After Junta pummeled another father, Michael Costin, to death at their sons’ ice hockey practice in suburban Boston, he became a human lesson plan for coaches and parents and athletes. He’s the worst-case example of parent-fans who embarrass their children and threaten each other at sports events from Florida T-ball games to California baseball fields.
But to me what is most remarkable is not the end of this story but the origin, a beginning as odd as playing hockey on a July day. Watching his 10-year-old son being roughed up by the older boys, Junta told referee Costin to cool down the action. When Costin shrugged and said, "that’s hockey," the hockey dad replied, "No it isn’t. These kids are going to get hurt."

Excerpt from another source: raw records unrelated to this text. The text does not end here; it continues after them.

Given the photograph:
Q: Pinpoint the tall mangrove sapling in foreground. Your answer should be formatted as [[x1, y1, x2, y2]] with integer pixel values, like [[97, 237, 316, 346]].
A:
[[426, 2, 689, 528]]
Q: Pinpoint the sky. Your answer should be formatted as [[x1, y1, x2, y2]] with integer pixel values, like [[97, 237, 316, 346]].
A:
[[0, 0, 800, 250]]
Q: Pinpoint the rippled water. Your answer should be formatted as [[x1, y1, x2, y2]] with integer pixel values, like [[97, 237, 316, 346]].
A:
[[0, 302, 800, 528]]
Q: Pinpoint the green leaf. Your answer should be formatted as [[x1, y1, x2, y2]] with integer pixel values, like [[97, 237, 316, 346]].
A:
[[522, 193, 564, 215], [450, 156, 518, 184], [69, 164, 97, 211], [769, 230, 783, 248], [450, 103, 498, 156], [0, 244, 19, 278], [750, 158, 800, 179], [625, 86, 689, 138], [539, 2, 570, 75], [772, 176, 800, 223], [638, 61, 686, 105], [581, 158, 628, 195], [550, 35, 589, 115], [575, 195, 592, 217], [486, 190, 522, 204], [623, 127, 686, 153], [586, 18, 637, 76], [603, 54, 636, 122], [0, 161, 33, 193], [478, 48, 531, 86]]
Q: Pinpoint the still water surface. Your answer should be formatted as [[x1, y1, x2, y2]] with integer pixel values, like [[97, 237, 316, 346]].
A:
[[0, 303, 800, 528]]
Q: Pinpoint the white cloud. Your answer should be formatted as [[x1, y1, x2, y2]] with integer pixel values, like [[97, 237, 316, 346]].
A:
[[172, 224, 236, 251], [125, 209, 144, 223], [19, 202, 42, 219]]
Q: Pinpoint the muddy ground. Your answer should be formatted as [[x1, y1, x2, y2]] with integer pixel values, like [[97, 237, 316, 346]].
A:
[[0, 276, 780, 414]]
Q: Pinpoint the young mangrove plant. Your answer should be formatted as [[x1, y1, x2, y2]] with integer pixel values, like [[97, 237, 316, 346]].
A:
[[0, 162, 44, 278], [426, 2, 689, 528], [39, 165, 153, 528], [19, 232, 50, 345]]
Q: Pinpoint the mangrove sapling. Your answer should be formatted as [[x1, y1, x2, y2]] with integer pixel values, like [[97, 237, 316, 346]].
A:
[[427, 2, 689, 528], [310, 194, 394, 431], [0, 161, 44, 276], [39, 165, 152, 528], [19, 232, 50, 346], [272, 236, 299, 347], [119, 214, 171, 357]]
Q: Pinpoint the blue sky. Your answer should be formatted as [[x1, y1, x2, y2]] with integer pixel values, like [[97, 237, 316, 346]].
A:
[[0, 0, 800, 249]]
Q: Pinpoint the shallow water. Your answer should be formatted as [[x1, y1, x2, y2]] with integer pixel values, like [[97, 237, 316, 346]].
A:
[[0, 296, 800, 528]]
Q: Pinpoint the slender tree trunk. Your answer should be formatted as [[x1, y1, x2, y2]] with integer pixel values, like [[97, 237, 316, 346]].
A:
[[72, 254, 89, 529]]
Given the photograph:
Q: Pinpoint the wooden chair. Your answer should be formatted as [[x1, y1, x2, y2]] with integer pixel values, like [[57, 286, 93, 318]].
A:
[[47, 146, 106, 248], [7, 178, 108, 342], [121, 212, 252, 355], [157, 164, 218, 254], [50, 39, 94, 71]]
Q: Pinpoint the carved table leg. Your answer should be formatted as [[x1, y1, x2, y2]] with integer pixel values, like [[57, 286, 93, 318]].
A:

Thomas Junta turned into a killer because he was enraged … by violence. The fight began with an angry impulse to protect a child from harm. Violence erupted from an attempt to stop violence.
This ironic background was never really discussed as the case became the first full-scale TV trial since before Sept. 11. Media watchers noted that we were back to normal — or abnormal, if you prefer. But surely there was something fitting about the fact that the first home front case to grab the imagination of wartime viewers was about violence. About the unpredictable, uncontrollable nature of aggression let loose.
There is no way to control which punch would leave a dad reeling and which would leave him dead. No way to predict if a parent defending a son would instead leave him devastated.
How many times have we seen the escalation in Belfast or the Middle East, where each episode in the "cycle of violence" is defended as a "cycle of protection"? In the war on terrorism too, a justified retaliation against an enemy produces unplanned "collateral damage" against civilians. The protection of life, the liberation of a country, also produces death under the strange name of "friendly fire."
You don’t have to be a pacifist to be sobered as you watch the unpredictable directions of war. We haven’t caught bin Laden, we haven’t "decapitated" al-Qaida, but this war may yet unleash Pakistan and India. After that? If and when victory ever comes, it may have a somber tone and tally.
Sports are not wars, although the culture sometimes erases the line and teaches that one prepares for the other. How many parents push their sons — and sometimes daughters — to go get ‘em, fully aware that these boys — and sometimes girls — might be sent to go get ‘em?
If there are just wars, there are no just "rink rages." If countries cannot always walk away, hockey dads can. But war also shows that even the most planned and practiced and rehearsed violence — military violence — takes on a life and death of its own. How much more true this is in everyday life.
In talking about the struggle for civil rights, not war, Martin Luther King Jr. once said that violence was not just immoral but also impractical. "Violence ends by defeating itself. It creates bitterness in the survivors and brutality in the destroyers."
There is no sorrier example of this "impractical," "bitter," "brutal" defeat than the story of the hockey dad, who will be sentenced just days after King’s birthday.
One man, Costin, with sole custody of four children, had once wrestled with the law and with mental illness. His own father had killed Costin’s brother. Now this "devoted dad" is dead.
The other man, Junta, with two children, had recovered from his own scrapes with the law. Another "devoted dad," he lived to see his distraught 12-year-old son admit in court that he had yelled, "Dad, stop."
The fight to end violence ended in violence. The "hockey dad" was, in the end, like a missile named Peacekeeper. And all the children, all the families, are now lost. Lost, as they say, to friendly fire.